Foi mesmo a esta Agência Afroétnica de Notícias a quem se referiu, o que demonstra o quanto temos sido incômodos aos que se escondem por trás de cargos pomposos nos “puxadinhos” do Estado e da Academia, para falar e negociar demandas históricas da metade negra da população brasileira, sem ter nenhuma legitimidade, nem procuração, quando não é o caso de falta de preparo mesmo. No papel de vítima, a ilustre relatora se faz de desentendida e afirma que “na concepção do CNE qualquer Parecer, uma vez homologado, é obrigatório”. "Não há essa idéia de sugestão como o site [a Afropress] e o denunciante [o professor Antonio Gomes da Costa Neto, autor da representação] andam apregoando.

Porém, tudo o que é dito por mim ou pelo CNE é distorcido ou pela mídia hegemônica ou por setores da mídia étnica”, defende-se em tom de lamúria. O que não ocorre a relatora é que não é pela concepção do CNE que todo Parecer é obrigatório, uma vez homologado. É a Lei que define e separa o que é Parecer e o que é uma sugestão.

A manobra semântica e o artifício jurídico utilizados caíram por terra, quando o professor Costa Neto escancarou a fundamentação jurídica invocada pela relatora: ao invés da alínea "b", do parágrafo 1º da Lei 9.131/95, que autoriza a emissão de parecer, ela utilizou a alínea "a", que define, entre as atribuições da Câmara de Educação Básica "examinar os problemas da educação infantil, do ensino fundamental, da educação especial e do ensino médio e tecnológico e oferecer sugestões para sua solução". "Numa palavra: o que era Norma, Parecer, de cumprimento obrigatório, uma vez homologado pelo ministro, virou apenas sugestão", acrescentou Gomes Neto em entrevista à esta Afropress.

Ou seja: um truque, um lance de presdigitação semântica; ilusionismo que estaria fadado à passar em branco. Não espanta contudo, que o CNE não prime pelo conhecimento da Hermenêutica jurídica. Seu presidente, o professor Antonio Carlos Caruso Ronca, ao recusar o recurso previsto no Regimento do próprio órgão e na Constituição, – para abafar a repercussão negativa do recuo da relatora – saiu-se com uma negativa desse direito, indeferindo-o, o que é uma óbvia violação do direito de petição, previsto no artigo 5º da Constituição Federal.

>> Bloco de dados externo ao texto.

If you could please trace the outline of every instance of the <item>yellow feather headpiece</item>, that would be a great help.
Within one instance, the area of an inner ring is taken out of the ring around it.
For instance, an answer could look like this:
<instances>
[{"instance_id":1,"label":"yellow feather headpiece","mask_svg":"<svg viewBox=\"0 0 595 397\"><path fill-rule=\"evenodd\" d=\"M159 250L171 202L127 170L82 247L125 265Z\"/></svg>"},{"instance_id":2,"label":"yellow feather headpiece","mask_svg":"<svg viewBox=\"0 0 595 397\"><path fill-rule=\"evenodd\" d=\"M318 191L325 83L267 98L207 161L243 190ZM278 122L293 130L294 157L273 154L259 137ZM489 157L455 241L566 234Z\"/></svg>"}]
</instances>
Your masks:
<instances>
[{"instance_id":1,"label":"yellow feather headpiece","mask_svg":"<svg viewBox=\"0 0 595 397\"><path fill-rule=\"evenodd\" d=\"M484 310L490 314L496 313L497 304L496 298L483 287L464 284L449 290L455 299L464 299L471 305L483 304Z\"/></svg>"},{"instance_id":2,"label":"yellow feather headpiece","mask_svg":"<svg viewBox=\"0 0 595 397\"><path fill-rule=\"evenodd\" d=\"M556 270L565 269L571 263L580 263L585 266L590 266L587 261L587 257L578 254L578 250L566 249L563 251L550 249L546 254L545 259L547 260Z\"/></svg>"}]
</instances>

Contudo, melhor se sairia a relatora se, ao invés de insistir em agredir a inteligência para assumir a condição de vítima, viesse à público e explicasse porque teve de reescrever o Parecer 15/2010, para transformar em mera sugestão, o que seria de cumprimento obrigatório uma vez homologado pelo ministro. Ou seja:a proibição da compra de livros com estereótipos racistas ou, no mínimo, uma Nota Explicativa por parte das editoras.

Sim, porque é exatamente disso que se trata. Se não é, porque razão desde dia 08 de junho, foge de entrevistas e se recusa a responder perguntas tão óbvias, como por exemplo: se não houve mudança nenhuma entre um e outro Parecer, por que o ministro Fernando Haddad devolveu o primeiro e a própria relatora admite tê-lo reescrito, após reexame? Ora, nos poupe, senhora relatora! Se não quer dar respostas públicas – a questões públicas de interesse da maioria da população brasileira – ao menos não tente agredir a nossa inteligência.